O nome do comitê voltou a ser mencionado após a repercussão em torno do caso do atacante Folarin Balogun, da seleção dos Estados Unidos, durante a Copa do Mundo de 2026. O jogador havia sido expulso na vitória norte-americana sobre a Bósnia, situação que normalmente resultaria em suspensão automática de uma partida.

Em decisão posterior, a FIFA manteve o cartão vermelho aplicado ao atleta, mas suspendeu a punição de um jogo por um período probatório de um ano. Com isso, Balogun foi liberado para atuar contra a Bélgica nas oitavas de final do torneio.

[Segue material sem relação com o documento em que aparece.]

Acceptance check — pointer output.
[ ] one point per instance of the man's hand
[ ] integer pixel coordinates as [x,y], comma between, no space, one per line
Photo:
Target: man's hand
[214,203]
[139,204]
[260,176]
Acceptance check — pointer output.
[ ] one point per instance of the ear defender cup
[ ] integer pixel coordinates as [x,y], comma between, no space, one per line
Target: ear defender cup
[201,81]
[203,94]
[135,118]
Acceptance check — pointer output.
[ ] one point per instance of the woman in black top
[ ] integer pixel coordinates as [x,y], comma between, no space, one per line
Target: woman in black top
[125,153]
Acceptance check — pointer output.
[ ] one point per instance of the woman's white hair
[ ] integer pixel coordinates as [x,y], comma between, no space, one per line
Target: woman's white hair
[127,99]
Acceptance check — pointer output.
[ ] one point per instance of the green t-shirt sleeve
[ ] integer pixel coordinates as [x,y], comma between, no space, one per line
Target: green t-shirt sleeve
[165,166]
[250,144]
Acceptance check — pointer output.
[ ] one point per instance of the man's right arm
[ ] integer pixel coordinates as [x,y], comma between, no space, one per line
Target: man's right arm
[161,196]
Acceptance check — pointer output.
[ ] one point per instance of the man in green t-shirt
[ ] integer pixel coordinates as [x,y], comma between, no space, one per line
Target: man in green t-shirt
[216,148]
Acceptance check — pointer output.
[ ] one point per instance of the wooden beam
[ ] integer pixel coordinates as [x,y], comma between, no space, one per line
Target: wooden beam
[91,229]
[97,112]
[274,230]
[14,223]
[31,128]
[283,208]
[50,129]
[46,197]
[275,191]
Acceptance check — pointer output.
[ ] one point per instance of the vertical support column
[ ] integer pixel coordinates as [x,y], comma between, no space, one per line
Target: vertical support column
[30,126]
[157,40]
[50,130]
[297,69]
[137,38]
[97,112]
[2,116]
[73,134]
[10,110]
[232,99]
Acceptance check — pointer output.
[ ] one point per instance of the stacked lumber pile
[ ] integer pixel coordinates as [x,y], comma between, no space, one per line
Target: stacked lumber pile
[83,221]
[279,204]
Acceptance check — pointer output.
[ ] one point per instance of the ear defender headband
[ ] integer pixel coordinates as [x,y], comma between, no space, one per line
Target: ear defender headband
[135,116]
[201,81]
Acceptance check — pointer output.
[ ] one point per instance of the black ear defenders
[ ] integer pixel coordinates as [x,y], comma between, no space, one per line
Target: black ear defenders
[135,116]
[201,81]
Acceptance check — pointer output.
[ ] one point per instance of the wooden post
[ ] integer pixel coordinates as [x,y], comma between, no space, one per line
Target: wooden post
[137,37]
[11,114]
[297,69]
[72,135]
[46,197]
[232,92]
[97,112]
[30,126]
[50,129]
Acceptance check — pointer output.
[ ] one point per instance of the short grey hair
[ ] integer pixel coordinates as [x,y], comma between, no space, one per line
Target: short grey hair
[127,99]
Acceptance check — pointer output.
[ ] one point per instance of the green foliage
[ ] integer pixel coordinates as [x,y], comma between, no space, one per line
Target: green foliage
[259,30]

A medida ganhou repercussão internacional após declarações de Donald Trump, que afirmou ter conversado com Gianni Infantino, presidente da FIFA, para solicitar uma revisão do caso. A UEFA criticou a decisão e afirmou que a entidade máxima do futebol havia “cruzado uma linha vermelha”, enquanto a federação belga questionou a elegibilidade do jogador.

Até o momento, não há detalhamento público sobre a composição específica do painel que analisou o caso Balogun, nem registro de voto individual de Francisco Schertel Mendes. O dado confirmado é que ele integra o Comitê Disciplinar da FIFA, órgão que deliberou pela suspensão da punição automática aplicada ao atacante.